8.BÖLÜM

102K 5.5K 303
                                    

MASUMİYET 8.BÖLÜM

"Peki sonra ne oldu? Annen ile Baban ölünce..." Kenn'in son sorduğu soru ile bakışlarımı tekrardan Kenn'e çevirdim.

"Sonra masal bitti, gerçek hayata döndüm." Dedim kafamı olumsuz anlamda sallayarak...

Yüreğime bir ağırlık çöktü. Annemle Babamın ölümünden sonra yaşadığım tüm o kötü anılar bir film şeridi gibi gözümün önünden aktı geçti. Kenn söylediğimle birlikte tepkisiz bir şekilde bana bakmaya devam etti. Gözlerinde öfke kırıntıları peyda olduğunda

" O gece kulübüne kendi isteğinle mi girdin?" diye sordu.

Sesindeki duygu yoksulluğu, hiçbir yoksulluğa benzemiyordu. Sorduğu soru tüm geçmişimi ortaya serdi bir anda.

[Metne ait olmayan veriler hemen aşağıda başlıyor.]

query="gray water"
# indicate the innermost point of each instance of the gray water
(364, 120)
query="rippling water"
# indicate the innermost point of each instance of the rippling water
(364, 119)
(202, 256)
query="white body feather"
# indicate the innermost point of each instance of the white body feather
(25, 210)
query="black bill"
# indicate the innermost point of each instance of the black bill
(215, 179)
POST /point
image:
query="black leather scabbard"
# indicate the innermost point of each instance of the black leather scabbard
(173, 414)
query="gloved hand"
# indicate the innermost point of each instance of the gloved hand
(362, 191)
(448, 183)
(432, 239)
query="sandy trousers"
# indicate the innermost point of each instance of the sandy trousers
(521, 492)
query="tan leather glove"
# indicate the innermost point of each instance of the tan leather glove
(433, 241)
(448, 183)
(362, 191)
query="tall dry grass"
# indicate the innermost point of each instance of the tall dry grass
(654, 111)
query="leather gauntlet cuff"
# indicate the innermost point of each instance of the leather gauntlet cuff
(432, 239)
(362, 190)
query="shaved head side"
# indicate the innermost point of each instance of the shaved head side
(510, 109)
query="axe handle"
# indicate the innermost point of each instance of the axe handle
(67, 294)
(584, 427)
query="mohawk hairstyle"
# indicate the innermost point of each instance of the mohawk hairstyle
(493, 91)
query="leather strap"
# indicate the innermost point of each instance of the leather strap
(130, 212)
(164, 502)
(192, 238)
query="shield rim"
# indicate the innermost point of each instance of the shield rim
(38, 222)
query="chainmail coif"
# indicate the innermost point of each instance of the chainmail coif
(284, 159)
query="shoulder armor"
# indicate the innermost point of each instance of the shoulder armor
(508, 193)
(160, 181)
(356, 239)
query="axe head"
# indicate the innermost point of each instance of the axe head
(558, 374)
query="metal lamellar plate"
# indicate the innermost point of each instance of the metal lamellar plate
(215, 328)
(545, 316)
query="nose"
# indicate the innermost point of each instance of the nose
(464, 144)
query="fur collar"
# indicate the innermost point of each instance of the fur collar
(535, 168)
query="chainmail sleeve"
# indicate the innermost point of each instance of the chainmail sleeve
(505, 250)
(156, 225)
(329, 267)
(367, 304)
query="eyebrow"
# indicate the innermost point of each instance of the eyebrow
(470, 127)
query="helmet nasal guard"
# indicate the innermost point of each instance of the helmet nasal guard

Anılarım beni tutsak etti kapalı parmaklıklar ardına. Korku yine bir sarmaşık gibi sardı bedenimi. Bırakmadı beni. Ama ben ona rağmen

"Evet!" dedim. Ses tonumdaki netlik Kenn'in dişlerini sıkmasına sebep oldu.

"Kendi isteğinle bu işe girdin?"

Ses tonundaki o hayal kırıklığı ile karşı karşıya kaldığımda şaşkınca karşımdaki adamın gözlerine baktım. Orada beni yargılayan babamın gözleri vardı. Gözlerim anında dolarken kafamı olumlu anlamda salladım ve bakışlarımı karşımdaki adamdan çektim. Bakışlarım elimdeki saksıya düştüğünde saçlarım yüzümü örttü.

"Yalan söylüyorsun." Kenn'in sinirli ve gergin sesi kulaklarıma ulaştığında kafamı yavaşça olumsuz anlamda salladım.

"Seni ilk gördüğüm gece..." dediğinde gözlerimi sıkıca kapattı ve devam etmesine izin vermeden

"Niye bırakmıyorsun geçmişi bir kenara koyayım? Normal bir insan gibi hayatıma devam etmek istiyorum. " dedim. Sesimdeki acı aramızda asılı kaldı.

"Ben konuşmazsam geçmişi kenara koyup normal bir insan olarak hayatına devam edebilecek misin?"diye sordu. Sesi katıydı. Beni hiçbir zaman anlamayacaktı. Bakışlarımı Kenn'e çevirdiğimde arabanın yavaşladığını fark ettim. Kenn'in tam gözlerinin içine baktım.

"Birini seveceğim Kenn..." dedim dürüst bir sesle. Söylediğim bir şey ilk defa Kenn'in duygusuz bakışlarını ve yüzüne takındığı o ifadesizlik gardını düşürdü. Afallamıştı.

"Sonra o kişiyle evlenip çocuk yapacağım. Tıpkı normal bir insan gibi..." dedim. Kenn hemen kendini toparlayıp tekrar yüzüne acımasız bir ifade yerleştirdi. Dudakları alaycı bir şekilde yukarı doğru kıvrıldı.

"Burada gerçekten bunu yapabileceğine inanıyor musun?" diye sordu. Söylediği ile kafamı olumlu anlamda salladım.

"Haklısın."

"Burada, senin yanında bunu yapabileceğime bende hiç inanmıyorum." Dedim nefret dolu bakışlarımı onun gözlerine sabitledim. Ona gözlerimdeki öfkeyi en çok da şu anda göstermek istedim. Onun yüzünden bu halde olduğum gerçeğini değiştirmiyordu hiçbir şey.

Kenn öfkeli bakışlarını benim nefret dolu bakışlarımdan çekmedi. Tam ağzını açıp bir şey söyleyecekti ki Kenn tarafından bir koruma arabanın kapısını açtı. Bu bakışlarımı Kenn'den çevirmeme sebep oldu. Elimdeki saksıyı sıkıca tutup kendi tarafımdaki kapıyı açtım ve dışarı çıktım. Karşımdaki havalimanına baktım. Buraya ne umutlarla gelmiştim halbuki. Şimdi ise... Arkamı dönüp hala öfkesini atamayan adama baktım.

"Yürü!"

Kenn eski haline geri dönerken arabanın etrafından dönüp yanıma geldi. Eli koluma uzandığında kolumu kendime çektim ve yürümeye başladım. Onun bana dokunmasını istemiyordum artık.Arkamdan sıkıntılı bir şekilde nefes veren adam, bu durumdan hoşnut olmadığını göstermişti bana yine.